Lorne: Take care of yourself and ah, make sure fluffy is getting enough love. Gunn: Did he have anything? Fred: No. And who's fluffy? Are you fluffy? Gunn: He called me fluffy? Fred: He said make sure…wait. You don't think he was referring to anything of mine that's fluffy, do you? Because that would just be inappropriate.

'Conviction (1)'


Natter 64: Yes, we still need you  

Off-topic discussion. Wanna talk about corsets, duct tape, or physics? This is the place. Detailed discussion of any current-season TV must be whitefonted.


Steph L. - Nov 03, 2009 9:17:51 am PST #16857 of 30001
this mess was yours / now your mess is mine

Right? Maybe she was just having a bad day. I don't know. I was baffled.


Polter-Cow - Nov 03, 2009 9:18:38 am PST #16858 of 30001
What else besides ramen can you scoop? YOU CAN SCOOP THIS WORLD FROM DARKNESS!

What the hell, Tep? Didn't you just recently have a similarly shitty customer service experience at a car dealership?


Dana - Nov 03, 2009 9:19:04 am PST #16859 of 30001
I'm terrifically busy with my ennui.

She followed me to the manager, told the manager that I was committing coupon fraud, grabbed the coupon from my hand and shoved it at the manager.

Yikes.


beth b - Nov 03, 2009 9:19:59 am PST #16860 of 30001
oh joy! Oh Rapture ! I have a brain!

"coupon fraud"?

seriously?

None of the decisions - issue , price or even if the store is going to take coupons is a cashier's choice. all the cashier can do is decide if they match, if the coupon is expired, and maybe question the legitimacy of the coupon.

edited for weird word choice


tommyrot - Nov 03, 2009 9:20:10 am PST #16861 of 30001
Sir, it's not an offence to let your cat eat your bacon. Okay? And we don't arrest cats, I'm very sorry.

Didn't you just recently have a similarly shitty customer service experience at a car dealership?

No, that was you.

(Sorry)


Gudanov - Nov 03, 2009 9:21:03 am PST #16862 of 30001
Coding and Sleeping

That's weird. Why would she care so much?

Speaking of weird retail experiences. I went into an Office Max a couple of days ago to buy a 4GB flash drive that cost all of $12. The cashier asked if I wanted an extended warranty.
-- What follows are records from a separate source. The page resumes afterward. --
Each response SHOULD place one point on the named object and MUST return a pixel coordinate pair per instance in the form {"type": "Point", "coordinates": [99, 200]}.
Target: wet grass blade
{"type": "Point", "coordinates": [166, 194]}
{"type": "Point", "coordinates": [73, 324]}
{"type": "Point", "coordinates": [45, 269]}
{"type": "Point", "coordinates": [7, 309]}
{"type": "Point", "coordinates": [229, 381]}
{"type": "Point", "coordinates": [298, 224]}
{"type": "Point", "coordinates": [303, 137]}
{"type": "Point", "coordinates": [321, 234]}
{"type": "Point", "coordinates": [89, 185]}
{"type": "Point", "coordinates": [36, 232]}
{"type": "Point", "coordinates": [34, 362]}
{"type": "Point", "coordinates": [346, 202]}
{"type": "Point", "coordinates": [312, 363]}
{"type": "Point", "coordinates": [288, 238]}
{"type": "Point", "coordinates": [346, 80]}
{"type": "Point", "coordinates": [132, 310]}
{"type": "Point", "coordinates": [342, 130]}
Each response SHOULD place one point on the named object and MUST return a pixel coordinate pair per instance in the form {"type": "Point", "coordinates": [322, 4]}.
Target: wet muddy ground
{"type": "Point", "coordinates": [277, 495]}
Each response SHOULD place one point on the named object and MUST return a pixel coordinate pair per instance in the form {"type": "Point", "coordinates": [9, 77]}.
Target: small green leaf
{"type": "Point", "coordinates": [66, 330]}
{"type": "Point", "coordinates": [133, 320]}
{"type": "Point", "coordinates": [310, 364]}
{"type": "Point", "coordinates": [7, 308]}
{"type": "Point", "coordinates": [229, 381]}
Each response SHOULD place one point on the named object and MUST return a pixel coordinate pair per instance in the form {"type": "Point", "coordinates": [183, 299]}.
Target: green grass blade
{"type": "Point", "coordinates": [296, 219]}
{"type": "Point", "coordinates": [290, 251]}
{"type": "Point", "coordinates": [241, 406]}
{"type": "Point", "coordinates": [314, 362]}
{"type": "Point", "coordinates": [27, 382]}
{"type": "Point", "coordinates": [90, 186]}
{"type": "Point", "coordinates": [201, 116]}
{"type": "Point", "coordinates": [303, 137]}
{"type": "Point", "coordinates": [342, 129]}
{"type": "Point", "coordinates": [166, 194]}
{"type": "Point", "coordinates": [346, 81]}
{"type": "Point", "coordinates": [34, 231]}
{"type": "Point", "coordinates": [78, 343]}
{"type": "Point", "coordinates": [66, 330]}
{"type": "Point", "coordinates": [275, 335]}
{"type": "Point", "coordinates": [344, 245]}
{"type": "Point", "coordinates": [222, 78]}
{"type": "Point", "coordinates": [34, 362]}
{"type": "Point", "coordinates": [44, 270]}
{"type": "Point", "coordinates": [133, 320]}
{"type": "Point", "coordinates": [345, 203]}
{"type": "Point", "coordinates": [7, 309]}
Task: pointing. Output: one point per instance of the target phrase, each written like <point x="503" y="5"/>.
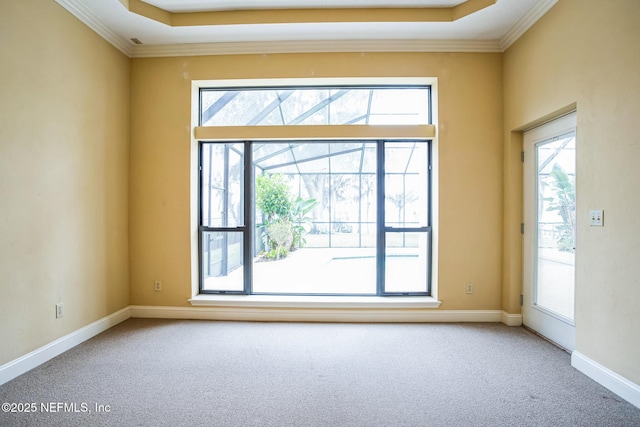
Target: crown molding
<point x="78" y="9"/>
<point x="526" y="22"/>
<point x="91" y="20"/>
<point x="315" y="46"/>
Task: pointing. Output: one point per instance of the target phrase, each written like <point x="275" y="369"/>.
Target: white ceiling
<point x="491" y="29"/>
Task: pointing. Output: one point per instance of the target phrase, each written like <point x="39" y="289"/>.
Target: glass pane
<point x="406" y="184"/>
<point x="314" y="106"/>
<point x="222" y="185"/>
<point x="556" y="216"/>
<point x="406" y="262"/>
<point x="339" y="231"/>
<point x="222" y="261"/>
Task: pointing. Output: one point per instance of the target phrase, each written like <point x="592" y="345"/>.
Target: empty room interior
<point x="439" y="162"/>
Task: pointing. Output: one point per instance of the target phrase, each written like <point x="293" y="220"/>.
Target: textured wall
<point x="64" y="132"/>
<point x="470" y="162"/>
<point x="586" y="52"/>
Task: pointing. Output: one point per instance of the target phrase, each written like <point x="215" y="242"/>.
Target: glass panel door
<point x="406" y="213"/>
<point x="556" y="225"/>
<point x="550" y="230"/>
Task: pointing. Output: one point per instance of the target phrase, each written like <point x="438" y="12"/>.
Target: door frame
<point x="552" y="326"/>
I just said "no" instead of "are you fucking kidding me?". To the cashier's credit she didn't try to push the issue and quite possibly thought it was just as stupid as I did.


tommyrot - Nov 03, 2009 9:21:31 am PST #16863 of 30001
Sir, it's not an offence to let your cat eat your bacon. Okay? And we don't arrest cats, I'm very sorry.

maybe question the reality of the coupon.

"Sorry, this is a Wishverse coupon."

"Sorry, we can't take this. See how Spock has a goatee?"


beth b - Nov 03, 2009 9:22:19 am PST #16864 of 30001
oh joy! Oh Rapture ! I have a brain!

Damn, word choice still got me


Gudanov - Nov 03, 2009 9:23:53 am PST #16865 of 30001
Coding and Sleeping

maybe question the reality of the coupon.

Ah, the collision of philosophy majors and the job market.


Theodosia - Nov 03, 2009 9:24:31 am PST #16866 of 30001
'we all walk this earth feeling we are frauds. The trick is to be grateful and hope the caper doesn't end any time soon"

Around here, all the cash registers actually SCAN the coupon's barcode, so unless you've bothered to hack the grocery store database where the barcodes are kept and altered the price there... really, doesn't simply stealing credit card numbers sound a whole lot easier?